A decade later, he was elected senator for the Federal District for the 1959–1964 term, becoming the youngest senator in Latin America, this time at the age of 31.

He was elected deputy for Lara State for the 1964–1969 period.

=== Minister of Justice ===
Ramón Escovar Salom served as Minister of Justice in the government of Raúl Leoni (1964–1966).

=== Secretary of the Presidency and Deputy ===
Escovar Salom was elected deputy for Lara State for the 1974–1979 period. He was appointed Secretary of the Presidency of the Republic during the first government of Carlos Andrés Pérez (1974–1975).

=== Minister of Foreign Affairs ===
Escovar Salom's second ministry in CAP's first government was Foreign Affairs, which he held between 1975 and 1977. According to Reinaldo Figueredo Planchart, the chancellor refused to travel with Pérez to the Soviet Union in 1976 on the orders of former president Rómulo Betancourt. Escovar Salom was suddenly dismissed during the second day of an official visit to Poland.

=== Ambassador to France and Representative to the UN ===
In the diplomatic field, Escovar Salom served as Venezuelan ambassador to the Government of France (1986–1989) and Permanent Representative of Venezuela to the United Nations.

=== Attorney General of the Republic ===
In 1989, Escovar Salom was elected Attorney General of the Republic.
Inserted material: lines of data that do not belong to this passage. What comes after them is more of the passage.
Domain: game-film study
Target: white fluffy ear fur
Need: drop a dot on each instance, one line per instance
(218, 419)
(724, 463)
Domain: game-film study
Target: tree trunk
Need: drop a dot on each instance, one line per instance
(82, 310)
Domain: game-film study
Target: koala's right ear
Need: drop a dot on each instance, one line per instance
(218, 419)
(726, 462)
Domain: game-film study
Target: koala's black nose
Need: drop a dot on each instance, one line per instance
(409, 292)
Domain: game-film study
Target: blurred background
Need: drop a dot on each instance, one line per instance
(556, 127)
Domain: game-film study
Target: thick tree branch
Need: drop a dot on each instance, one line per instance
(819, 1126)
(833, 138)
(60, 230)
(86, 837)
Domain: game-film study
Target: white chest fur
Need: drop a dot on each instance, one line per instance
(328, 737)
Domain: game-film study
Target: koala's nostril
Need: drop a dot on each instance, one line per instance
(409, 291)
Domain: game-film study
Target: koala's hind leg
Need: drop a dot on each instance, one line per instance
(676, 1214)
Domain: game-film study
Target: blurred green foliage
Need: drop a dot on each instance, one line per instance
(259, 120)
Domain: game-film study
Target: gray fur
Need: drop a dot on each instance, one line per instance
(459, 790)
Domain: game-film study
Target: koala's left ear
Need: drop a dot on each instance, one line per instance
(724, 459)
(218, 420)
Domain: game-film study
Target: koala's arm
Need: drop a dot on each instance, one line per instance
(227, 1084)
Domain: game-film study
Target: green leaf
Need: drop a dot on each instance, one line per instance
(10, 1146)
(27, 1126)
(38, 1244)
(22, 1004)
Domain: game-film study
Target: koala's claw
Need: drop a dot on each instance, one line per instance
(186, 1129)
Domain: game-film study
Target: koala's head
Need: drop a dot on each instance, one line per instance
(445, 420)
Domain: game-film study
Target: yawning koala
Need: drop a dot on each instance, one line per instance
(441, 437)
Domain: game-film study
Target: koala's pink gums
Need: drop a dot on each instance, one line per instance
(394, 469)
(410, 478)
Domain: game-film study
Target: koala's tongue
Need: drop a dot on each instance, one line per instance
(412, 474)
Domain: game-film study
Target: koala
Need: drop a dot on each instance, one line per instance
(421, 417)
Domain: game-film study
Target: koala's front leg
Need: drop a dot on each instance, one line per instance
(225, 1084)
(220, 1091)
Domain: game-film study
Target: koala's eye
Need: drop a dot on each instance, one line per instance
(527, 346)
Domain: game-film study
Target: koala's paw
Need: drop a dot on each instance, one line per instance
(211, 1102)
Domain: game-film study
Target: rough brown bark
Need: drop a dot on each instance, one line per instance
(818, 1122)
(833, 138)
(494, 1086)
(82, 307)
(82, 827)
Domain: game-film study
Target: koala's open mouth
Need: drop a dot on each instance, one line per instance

He accused President Carlos Andrés Pérez of embezzlement in March 1993, which resulted in his removal by Congress and a subsequent trial. Pérez accused him of conspiring to convict him.

==== Chief Prosecutor in The Hague ====
In 1993, Escovar Salom was appointed by the United Nations Security Council as Chief Prosecutor of the International Criminal Tribunal for the former Yugoslavia in The Hague, Netherlands, but resigned before taking office, as scheduled for 1994.

=== Minister of Interior ===
Escovar Salom held the position of Minister of Interior (1994–1996), this time in the second government of Rafael Caldera.

== Later years and death ==
He was an opponent of the government of Hugo Chávez and also criticized of the Carmona Decree, the legal instrument enacted during the short-lived 2002 coup against Chávez. Ramón Escovar Salom died on September 9, 2008, in Caracas due to cancer.